Chaos in Living Systems The classical interpretation of the Second Law of Thermodynamics says that energy flows spontaneously only from an object of hotter temperature to a colder one.
Structure is what leads to overwhelm. From this point of view, chaos is actually desirable, and order, lethal. You then need to change direction but find you have structures set up to keep you heading in your current direction.
Of all of the characteristics of living systems that are vital to evolving through chaos, the ability to maintain balance far from equilibrium is perhaps the most crucial. By 6 months I will be bored and frustrated.

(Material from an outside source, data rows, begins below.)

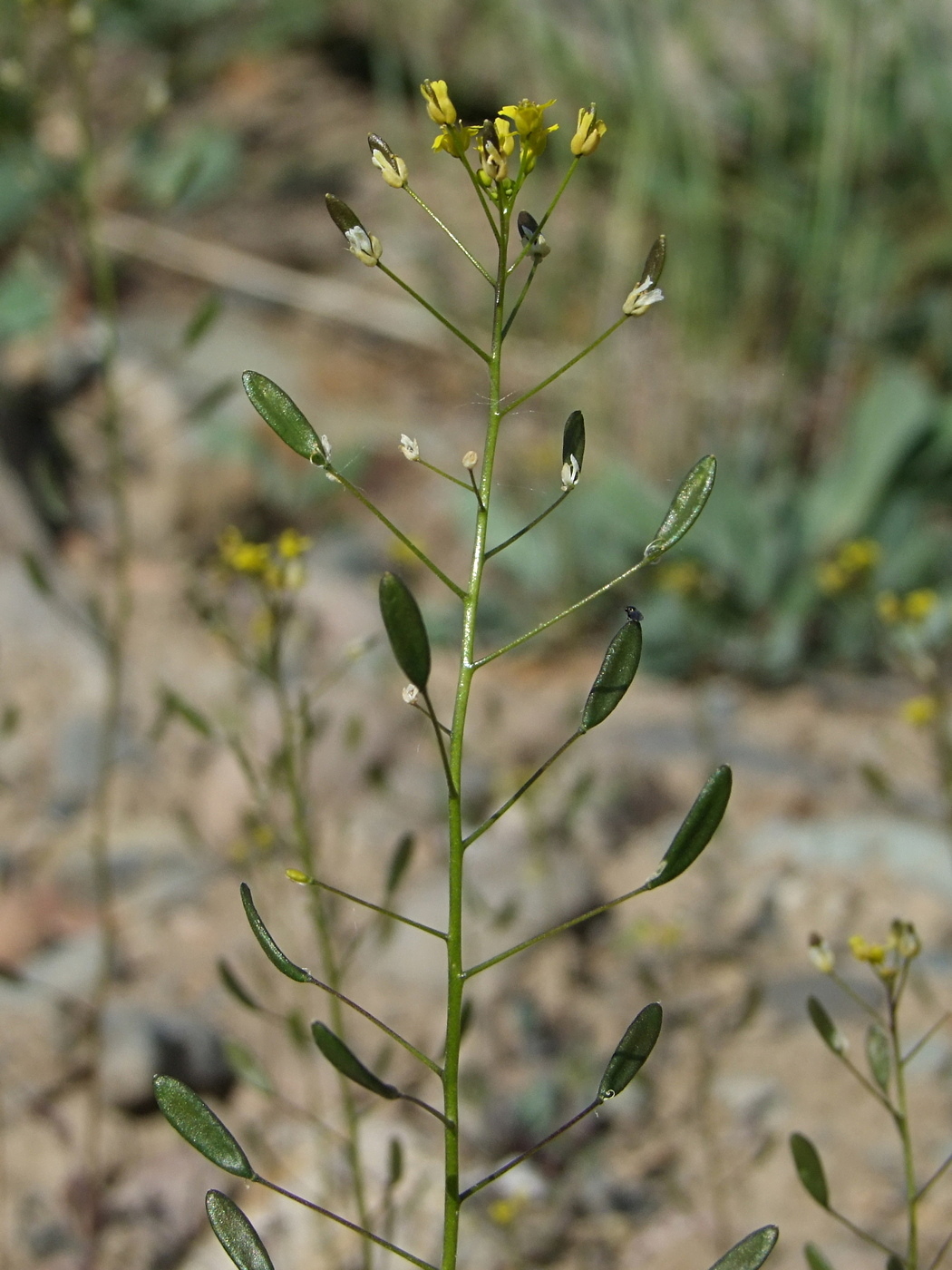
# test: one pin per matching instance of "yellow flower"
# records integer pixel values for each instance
(865, 952)
(440, 108)
(919, 603)
(920, 710)
(291, 543)
(889, 607)
(588, 133)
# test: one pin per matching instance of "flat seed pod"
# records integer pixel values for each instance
(406, 632)
(283, 416)
(831, 1037)
(809, 1166)
(199, 1126)
(342, 1057)
(751, 1253)
(631, 1053)
(878, 1056)
(615, 676)
(687, 504)
(235, 1234)
(815, 1259)
(264, 937)
(697, 828)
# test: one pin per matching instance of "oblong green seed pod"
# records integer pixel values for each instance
(406, 632)
(687, 504)
(831, 1037)
(751, 1253)
(235, 1234)
(809, 1166)
(697, 828)
(283, 416)
(815, 1257)
(631, 1051)
(264, 937)
(878, 1056)
(342, 1057)
(199, 1126)
(615, 676)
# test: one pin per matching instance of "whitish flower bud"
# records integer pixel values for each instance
(821, 954)
(391, 167)
(530, 237)
(571, 470)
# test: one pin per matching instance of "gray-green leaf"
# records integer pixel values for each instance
(615, 676)
(235, 1234)
(751, 1253)
(406, 632)
(697, 828)
(831, 1037)
(264, 937)
(632, 1051)
(199, 1126)
(815, 1259)
(342, 1057)
(810, 1168)
(685, 507)
(283, 416)
(878, 1056)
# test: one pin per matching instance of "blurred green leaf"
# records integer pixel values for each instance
(631, 1051)
(235, 1234)
(262, 933)
(342, 1057)
(283, 416)
(687, 504)
(232, 984)
(405, 629)
(810, 1168)
(831, 1037)
(751, 1253)
(615, 676)
(878, 1056)
(199, 1127)
(697, 828)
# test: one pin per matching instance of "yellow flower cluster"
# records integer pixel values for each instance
(852, 564)
(913, 607)
(277, 564)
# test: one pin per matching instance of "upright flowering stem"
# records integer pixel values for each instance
(467, 669)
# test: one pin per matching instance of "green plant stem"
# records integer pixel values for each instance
(517, 307)
(532, 524)
(567, 366)
(435, 313)
(412, 546)
(454, 926)
(901, 1118)
(539, 771)
(376, 908)
(565, 612)
(532, 1151)
(342, 1221)
(306, 848)
(450, 234)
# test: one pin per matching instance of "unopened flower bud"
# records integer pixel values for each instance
(391, 167)
(530, 237)
(588, 133)
(821, 954)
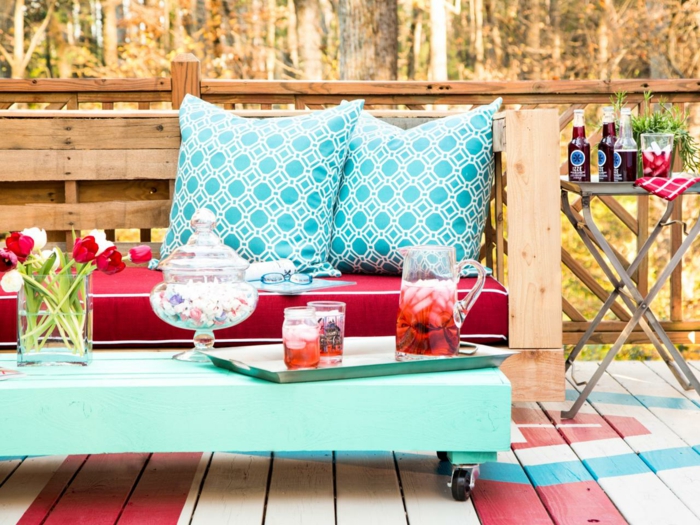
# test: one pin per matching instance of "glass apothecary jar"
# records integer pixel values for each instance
(204, 287)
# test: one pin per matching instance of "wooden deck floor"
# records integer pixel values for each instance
(632, 455)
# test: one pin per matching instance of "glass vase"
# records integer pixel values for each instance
(54, 320)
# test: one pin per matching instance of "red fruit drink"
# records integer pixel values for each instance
(657, 163)
(579, 151)
(426, 325)
(301, 346)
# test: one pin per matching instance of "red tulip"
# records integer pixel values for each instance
(110, 261)
(19, 244)
(85, 249)
(8, 260)
(140, 254)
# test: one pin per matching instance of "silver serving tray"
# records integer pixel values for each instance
(363, 357)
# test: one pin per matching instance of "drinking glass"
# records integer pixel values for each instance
(331, 323)
(656, 154)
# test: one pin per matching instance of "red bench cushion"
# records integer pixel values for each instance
(123, 315)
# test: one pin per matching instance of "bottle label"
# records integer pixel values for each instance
(617, 160)
(601, 159)
(577, 158)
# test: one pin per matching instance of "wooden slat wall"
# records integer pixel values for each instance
(139, 158)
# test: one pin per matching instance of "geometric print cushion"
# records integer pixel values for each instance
(272, 183)
(430, 184)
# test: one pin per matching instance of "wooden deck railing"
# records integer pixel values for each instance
(414, 97)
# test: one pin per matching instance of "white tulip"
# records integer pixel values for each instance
(12, 281)
(101, 241)
(38, 235)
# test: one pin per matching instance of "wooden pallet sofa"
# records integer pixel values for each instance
(65, 170)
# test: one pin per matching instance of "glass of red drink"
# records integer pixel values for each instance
(656, 154)
(430, 315)
(331, 324)
(300, 337)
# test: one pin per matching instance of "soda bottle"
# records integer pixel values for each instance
(579, 151)
(606, 148)
(625, 150)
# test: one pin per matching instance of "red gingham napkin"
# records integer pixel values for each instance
(665, 188)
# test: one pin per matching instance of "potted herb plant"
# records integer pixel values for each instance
(665, 119)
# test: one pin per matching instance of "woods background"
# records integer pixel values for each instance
(382, 39)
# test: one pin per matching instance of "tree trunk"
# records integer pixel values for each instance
(415, 37)
(368, 39)
(533, 40)
(438, 40)
(109, 31)
(479, 39)
(308, 13)
(555, 20)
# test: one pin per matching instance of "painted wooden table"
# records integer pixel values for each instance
(146, 402)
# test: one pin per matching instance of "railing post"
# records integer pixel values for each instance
(534, 230)
(185, 73)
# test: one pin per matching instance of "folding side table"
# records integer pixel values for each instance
(623, 285)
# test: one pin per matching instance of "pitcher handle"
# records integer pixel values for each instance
(462, 307)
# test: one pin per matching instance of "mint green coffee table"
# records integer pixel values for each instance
(146, 402)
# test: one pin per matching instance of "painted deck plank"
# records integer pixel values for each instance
(369, 478)
(195, 488)
(162, 490)
(566, 487)
(52, 491)
(234, 489)
(427, 497)
(503, 494)
(301, 489)
(664, 401)
(97, 495)
(8, 466)
(668, 456)
(19, 492)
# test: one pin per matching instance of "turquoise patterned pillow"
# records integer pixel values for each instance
(427, 185)
(271, 182)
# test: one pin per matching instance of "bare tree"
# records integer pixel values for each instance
(308, 14)
(20, 57)
(368, 39)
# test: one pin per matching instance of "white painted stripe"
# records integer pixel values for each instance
(644, 499)
(515, 435)
(601, 448)
(19, 492)
(544, 455)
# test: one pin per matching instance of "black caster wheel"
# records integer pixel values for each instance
(463, 480)
(460, 485)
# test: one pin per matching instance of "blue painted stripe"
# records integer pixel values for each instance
(612, 466)
(671, 458)
(557, 473)
(610, 398)
(678, 403)
(615, 398)
(506, 472)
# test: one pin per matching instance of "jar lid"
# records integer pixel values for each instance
(204, 250)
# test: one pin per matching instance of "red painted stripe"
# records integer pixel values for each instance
(538, 436)
(499, 503)
(627, 426)
(47, 498)
(577, 435)
(99, 491)
(579, 504)
(162, 490)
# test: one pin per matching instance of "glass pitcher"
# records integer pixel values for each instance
(430, 316)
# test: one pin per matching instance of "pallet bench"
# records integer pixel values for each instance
(65, 170)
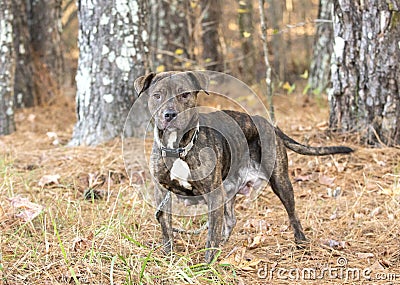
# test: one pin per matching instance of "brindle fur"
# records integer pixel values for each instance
(261, 148)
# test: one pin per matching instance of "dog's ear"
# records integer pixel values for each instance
(142, 83)
(199, 80)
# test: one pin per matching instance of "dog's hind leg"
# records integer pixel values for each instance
(282, 187)
(215, 203)
(229, 219)
(164, 217)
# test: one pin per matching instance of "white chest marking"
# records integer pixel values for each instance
(181, 172)
(171, 139)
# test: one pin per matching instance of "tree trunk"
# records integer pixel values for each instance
(169, 34)
(320, 68)
(245, 20)
(45, 31)
(366, 70)
(7, 68)
(112, 44)
(23, 88)
(212, 51)
(278, 44)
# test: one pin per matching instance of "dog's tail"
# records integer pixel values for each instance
(309, 150)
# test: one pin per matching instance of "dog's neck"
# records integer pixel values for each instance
(174, 140)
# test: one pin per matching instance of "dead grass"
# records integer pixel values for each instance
(116, 240)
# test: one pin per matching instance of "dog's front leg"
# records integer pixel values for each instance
(163, 215)
(215, 203)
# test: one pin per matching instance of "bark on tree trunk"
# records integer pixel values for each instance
(320, 68)
(366, 69)
(45, 29)
(23, 88)
(246, 29)
(212, 51)
(7, 69)
(169, 32)
(113, 53)
(278, 44)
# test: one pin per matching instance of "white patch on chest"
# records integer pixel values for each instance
(171, 139)
(180, 171)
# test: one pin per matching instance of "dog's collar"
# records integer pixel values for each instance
(179, 152)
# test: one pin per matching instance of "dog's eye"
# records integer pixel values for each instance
(157, 96)
(184, 95)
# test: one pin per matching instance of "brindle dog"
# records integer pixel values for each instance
(212, 157)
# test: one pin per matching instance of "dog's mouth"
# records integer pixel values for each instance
(171, 125)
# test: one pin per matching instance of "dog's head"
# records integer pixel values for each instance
(172, 97)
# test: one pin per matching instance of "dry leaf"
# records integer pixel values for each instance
(301, 178)
(258, 224)
(242, 260)
(325, 180)
(334, 243)
(49, 179)
(257, 240)
(376, 266)
(375, 212)
(365, 254)
(53, 136)
(29, 210)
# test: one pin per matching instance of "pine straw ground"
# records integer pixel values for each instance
(116, 240)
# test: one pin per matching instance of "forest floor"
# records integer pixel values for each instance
(52, 234)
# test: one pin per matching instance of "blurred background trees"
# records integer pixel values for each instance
(221, 35)
(112, 54)
(7, 69)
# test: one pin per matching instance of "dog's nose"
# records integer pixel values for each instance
(169, 115)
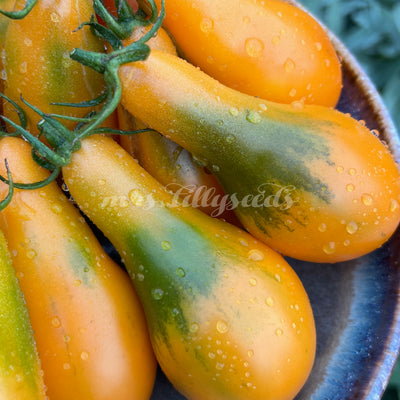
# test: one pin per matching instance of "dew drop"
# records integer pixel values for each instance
(23, 67)
(56, 208)
(166, 245)
(394, 205)
(222, 327)
(55, 17)
(253, 282)
(206, 25)
(276, 40)
(269, 301)
(136, 197)
(234, 111)
(351, 227)
(174, 312)
(366, 199)
(297, 104)
(322, 227)
(55, 321)
(31, 254)
(157, 293)
(254, 47)
(340, 169)
(329, 248)
(230, 139)
(352, 171)
(289, 65)
(140, 277)
(219, 366)
(255, 255)
(253, 117)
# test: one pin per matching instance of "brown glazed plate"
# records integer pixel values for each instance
(356, 303)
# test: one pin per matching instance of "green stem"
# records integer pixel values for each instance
(21, 13)
(27, 186)
(6, 201)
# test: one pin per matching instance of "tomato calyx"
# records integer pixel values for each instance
(19, 14)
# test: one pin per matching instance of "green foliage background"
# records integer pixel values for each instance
(371, 31)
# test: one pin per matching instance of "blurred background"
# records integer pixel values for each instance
(371, 31)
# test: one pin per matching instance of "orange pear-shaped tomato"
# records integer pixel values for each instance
(88, 324)
(228, 317)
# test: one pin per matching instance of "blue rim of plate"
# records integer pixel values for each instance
(356, 303)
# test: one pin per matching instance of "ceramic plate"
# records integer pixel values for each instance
(356, 303)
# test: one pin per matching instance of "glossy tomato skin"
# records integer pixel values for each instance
(168, 162)
(269, 49)
(21, 375)
(228, 317)
(309, 181)
(37, 63)
(88, 323)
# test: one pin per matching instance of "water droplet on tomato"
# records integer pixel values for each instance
(254, 47)
(23, 67)
(276, 40)
(255, 255)
(166, 245)
(394, 205)
(55, 321)
(55, 17)
(254, 117)
(253, 282)
(206, 25)
(222, 327)
(366, 199)
(219, 366)
(329, 248)
(289, 65)
(194, 327)
(31, 254)
(157, 293)
(137, 198)
(318, 46)
(269, 301)
(322, 227)
(56, 208)
(352, 227)
(234, 111)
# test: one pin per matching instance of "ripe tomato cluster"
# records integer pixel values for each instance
(205, 150)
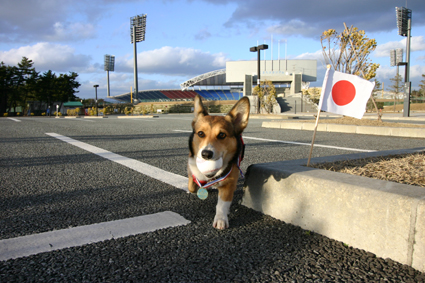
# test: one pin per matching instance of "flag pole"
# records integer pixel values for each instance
(318, 114)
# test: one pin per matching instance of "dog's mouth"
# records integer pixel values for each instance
(209, 167)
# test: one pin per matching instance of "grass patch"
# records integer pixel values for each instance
(404, 168)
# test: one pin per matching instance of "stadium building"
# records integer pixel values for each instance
(235, 81)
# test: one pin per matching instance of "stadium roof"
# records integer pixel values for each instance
(214, 78)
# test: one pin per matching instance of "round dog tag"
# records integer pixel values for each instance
(202, 193)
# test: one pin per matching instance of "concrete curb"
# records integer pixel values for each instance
(385, 218)
(353, 129)
(138, 117)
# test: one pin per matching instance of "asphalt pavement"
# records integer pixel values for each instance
(48, 184)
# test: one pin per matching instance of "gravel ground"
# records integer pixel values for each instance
(47, 185)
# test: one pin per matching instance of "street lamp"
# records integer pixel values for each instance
(95, 87)
(138, 30)
(257, 49)
(404, 24)
(109, 66)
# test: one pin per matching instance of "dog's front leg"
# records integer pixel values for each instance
(221, 220)
(225, 197)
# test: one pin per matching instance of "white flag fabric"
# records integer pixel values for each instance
(345, 94)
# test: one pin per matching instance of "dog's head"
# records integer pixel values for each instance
(216, 137)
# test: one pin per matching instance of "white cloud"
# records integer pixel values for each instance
(294, 27)
(47, 56)
(71, 32)
(417, 43)
(174, 61)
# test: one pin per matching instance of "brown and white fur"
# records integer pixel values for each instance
(214, 137)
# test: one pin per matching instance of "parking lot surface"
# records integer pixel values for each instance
(85, 179)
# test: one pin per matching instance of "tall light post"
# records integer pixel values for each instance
(138, 30)
(258, 49)
(109, 66)
(95, 87)
(404, 24)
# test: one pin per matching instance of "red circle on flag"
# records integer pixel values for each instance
(343, 92)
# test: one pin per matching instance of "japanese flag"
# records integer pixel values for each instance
(345, 94)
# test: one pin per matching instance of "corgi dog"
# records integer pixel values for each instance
(215, 151)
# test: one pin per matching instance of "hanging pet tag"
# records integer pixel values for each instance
(202, 193)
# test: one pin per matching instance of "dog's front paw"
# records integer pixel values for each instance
(221, 222)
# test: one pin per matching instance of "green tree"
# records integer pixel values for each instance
(29, 78)
(266, 93)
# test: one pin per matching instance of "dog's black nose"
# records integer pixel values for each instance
(207, 154)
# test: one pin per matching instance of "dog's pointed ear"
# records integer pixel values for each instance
(199, 108)
(239, 115)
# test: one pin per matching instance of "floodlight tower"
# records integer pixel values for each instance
(138, 30)
(95, 88)
(258, 49)
(109, 66)
(404, 24)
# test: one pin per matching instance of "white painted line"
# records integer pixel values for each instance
(13, 119)
(82, 235)
(297, 143)
(175, 180)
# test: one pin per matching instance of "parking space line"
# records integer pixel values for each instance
(175, 180)
(13, 119)
(88, 234)
(296, 143)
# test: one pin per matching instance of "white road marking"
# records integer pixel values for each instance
(297, 143)
(82, 235)
(13, 119)
(175, 180)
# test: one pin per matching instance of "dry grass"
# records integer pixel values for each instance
(363, 122)
(405, 169)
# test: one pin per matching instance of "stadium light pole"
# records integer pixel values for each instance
(404, 24)
(95, 88)
(138, 30)
(258, 49)
(109, 66)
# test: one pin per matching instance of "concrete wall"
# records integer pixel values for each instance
(385, 218)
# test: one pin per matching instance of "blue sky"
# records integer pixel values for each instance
(185, 38)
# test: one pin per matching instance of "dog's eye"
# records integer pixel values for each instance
(221, 136)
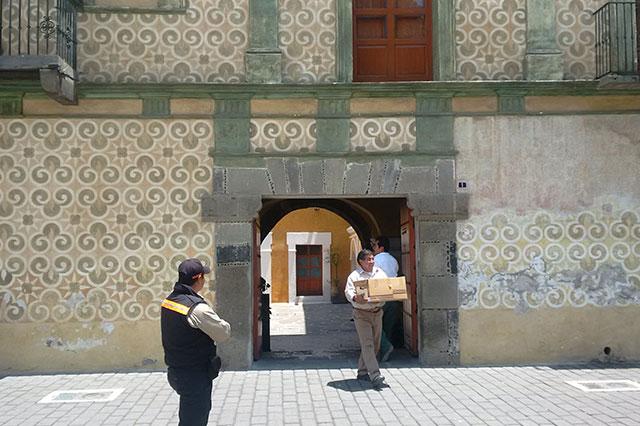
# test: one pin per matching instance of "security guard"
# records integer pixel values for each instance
(190, 329)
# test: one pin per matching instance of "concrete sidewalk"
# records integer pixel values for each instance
(325, 392)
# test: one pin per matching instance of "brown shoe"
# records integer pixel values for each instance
(378, 382)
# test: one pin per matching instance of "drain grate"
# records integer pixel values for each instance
(84, 395)
(605, 385)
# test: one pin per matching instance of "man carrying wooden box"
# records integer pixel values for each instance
(367, 293)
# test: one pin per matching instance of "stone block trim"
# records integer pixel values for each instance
(290, 176)
(440, 345)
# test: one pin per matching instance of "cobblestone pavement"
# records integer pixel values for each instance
(313, 392)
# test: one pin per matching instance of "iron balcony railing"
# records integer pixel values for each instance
(39, 28)
(617, 39)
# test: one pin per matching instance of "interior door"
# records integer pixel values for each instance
(309, 270)
(409, 306)
(257, 292)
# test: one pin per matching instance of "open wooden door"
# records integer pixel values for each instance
(409, 306)
(257, 292)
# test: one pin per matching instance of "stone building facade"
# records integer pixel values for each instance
(197, 122)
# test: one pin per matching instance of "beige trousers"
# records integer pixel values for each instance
(369, 327)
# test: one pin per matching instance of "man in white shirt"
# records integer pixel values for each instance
(389, 265)
(367, 318)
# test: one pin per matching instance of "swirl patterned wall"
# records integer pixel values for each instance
(383, 134)
(490, 39)
(546, 259)
(576, 37)
(96, 214)
(205, 45)
(308, 39)
(282, 135)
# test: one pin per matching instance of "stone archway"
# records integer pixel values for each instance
(237, 198)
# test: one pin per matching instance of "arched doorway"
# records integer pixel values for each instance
(294, 227)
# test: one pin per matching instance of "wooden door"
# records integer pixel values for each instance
(309, 270)
(409, 306)
(257, 292)
(392, 40)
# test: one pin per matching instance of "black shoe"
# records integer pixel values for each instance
(378, 382)
(363, 377)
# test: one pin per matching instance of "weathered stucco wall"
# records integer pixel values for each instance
(95, 215)
(553, 238)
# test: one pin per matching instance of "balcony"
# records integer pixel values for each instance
(38, 41)
(617, 42)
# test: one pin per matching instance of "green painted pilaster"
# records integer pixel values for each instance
(231, 125)
(332, 124)
(543, 60)
(10, 105)
(263, 59)
(434, 124)
(444, 25)
(344, 41)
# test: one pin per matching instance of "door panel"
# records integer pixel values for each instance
(309, 270)
(257, 293)
(381, 29)
(409, 306)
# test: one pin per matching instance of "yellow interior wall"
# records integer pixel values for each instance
(309, 220)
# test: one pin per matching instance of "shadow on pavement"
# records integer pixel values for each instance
(353, 385)
(305, 360)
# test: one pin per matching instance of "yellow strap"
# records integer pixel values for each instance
(176, 307)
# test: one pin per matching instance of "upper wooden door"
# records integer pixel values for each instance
(392, 40)
(308, 270)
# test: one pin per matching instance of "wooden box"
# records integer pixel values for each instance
(382, 289)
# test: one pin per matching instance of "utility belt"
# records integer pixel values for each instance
(373, 311)
(211, 368)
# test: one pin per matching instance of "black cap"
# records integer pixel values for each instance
(190, 269)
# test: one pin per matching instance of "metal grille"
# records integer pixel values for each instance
(605, 385)
(39, 28)
(617, 38)
(84, 395)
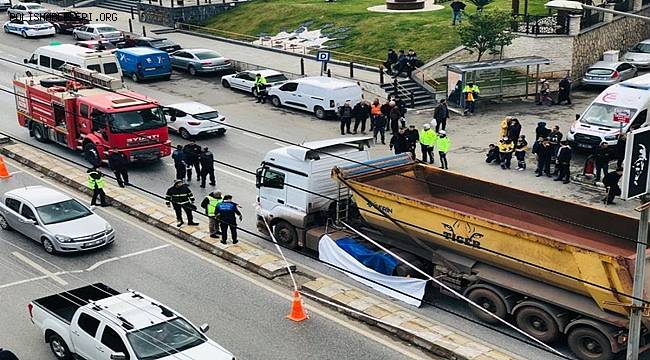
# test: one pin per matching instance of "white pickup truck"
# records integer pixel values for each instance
(96, 322)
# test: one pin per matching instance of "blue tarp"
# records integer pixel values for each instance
(379, 261)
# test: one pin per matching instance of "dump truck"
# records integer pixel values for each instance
(558, 270)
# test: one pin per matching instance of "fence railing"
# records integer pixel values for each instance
(540, 25)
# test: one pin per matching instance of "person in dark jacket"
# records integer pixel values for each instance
(227, 210)
(391, 59)
(441, 114)
(611, 185)
(564, 91)
(564, 162)
(412, 139)
(361, 113)
(399, 142)
(544, 151)
(179, 162)
(601, 160)
(541, 131)
(96, 184)
(207, 167)
(181, 198)
(118, 162)
(345, 115)
(191, 153)
(493, 155)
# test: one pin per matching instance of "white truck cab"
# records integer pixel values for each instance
(96, 322)
(295, 188)
(617, 109)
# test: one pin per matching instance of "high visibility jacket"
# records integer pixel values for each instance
(506, 147)
(95, 180)
(212, 205)
(443, 144)
(428, 137)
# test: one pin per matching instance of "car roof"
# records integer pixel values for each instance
(141, 50)
(192, 107)
(38, 195)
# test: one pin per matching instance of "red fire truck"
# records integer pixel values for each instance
(92, 113)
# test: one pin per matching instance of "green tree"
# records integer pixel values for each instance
(486, 31)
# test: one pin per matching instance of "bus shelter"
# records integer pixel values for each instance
(495, 78)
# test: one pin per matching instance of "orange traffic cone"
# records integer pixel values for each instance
(297, 312)
(4, 173)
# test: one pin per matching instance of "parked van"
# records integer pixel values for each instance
(618, 108)
(141, 63)
(51, 58)
(317, 94)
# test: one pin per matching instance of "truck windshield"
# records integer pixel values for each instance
(163, 339)
(131, 121)
(603, 115)
(61, 212)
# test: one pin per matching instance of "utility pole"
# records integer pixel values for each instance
(637, 308)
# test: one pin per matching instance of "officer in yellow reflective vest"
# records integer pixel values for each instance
(210, 203)
(96, 184)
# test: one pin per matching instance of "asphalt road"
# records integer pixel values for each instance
(236, 148)
(246, 313)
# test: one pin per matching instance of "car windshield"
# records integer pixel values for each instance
(603, 115)
(161, 42)
(132, 121)
(207, 55)
(163, 339)
(106, 29)
(61, 212)
(276, 78)
(600, 72)
(641, 47)
(207, 115)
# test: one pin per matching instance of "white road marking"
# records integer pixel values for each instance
(39, 268)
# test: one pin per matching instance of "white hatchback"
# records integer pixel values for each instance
(192, 118)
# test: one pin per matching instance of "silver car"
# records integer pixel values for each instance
(97, 32)
(200, 61)
(605, 73)
(639, 54)
(55, 220)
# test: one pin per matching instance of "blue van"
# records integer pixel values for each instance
(140, 63)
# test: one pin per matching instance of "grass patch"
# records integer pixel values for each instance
(370, 34)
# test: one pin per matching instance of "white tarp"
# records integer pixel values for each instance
(331, 253)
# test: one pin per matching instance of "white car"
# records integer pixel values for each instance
(24, 10)
(97, 32)
(192, 118)
(29, 28)
(245, 80)
(53, 219)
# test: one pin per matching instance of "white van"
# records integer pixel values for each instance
(618, 108)
(50, 59)
(318, 94)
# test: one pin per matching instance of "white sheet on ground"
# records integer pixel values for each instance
(331, 253)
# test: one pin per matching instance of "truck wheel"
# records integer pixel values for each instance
(286, 234)
(59, 347)
(491, 302)
(320, 112)
(589, 344)
(537, 323)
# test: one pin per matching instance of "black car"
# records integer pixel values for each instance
(158, 43)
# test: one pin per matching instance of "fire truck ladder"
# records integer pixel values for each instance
(92, 77)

Indeed, it can ultimately destroy the system on which it depends. We are used to thinking that being in equilibrium is a desirable state because of its connotations of orderliness and control. You now have to be able to be in chaos. In an organization that accepts this principle, for instance, participants trust that the performance of a cutting-edge product that seems like a hit-or-miss proposition will be offset by that of a tried-and-true work horse.
During periods of low traffic, cars move seemingly randomly from lane to lane and at varying speeds. The world is moving so quickly that trying to create systems to control what is going on is never going to work.
The characteristics shown in the top half of the model — such as resilience, emphasis on process, diversity, dynamism, acceptance of paradox, and spontaneity — sustain growth amid chaos by allowing this new knowledge to circulate through-out the system, where different departments and employees can put it to productive use.
Embracing chaos does not mean we become corks bobbing in stormy waters, moving this way and that at the whim of the elements. The problem is, although at times I hide in safe places, I secretly love risk.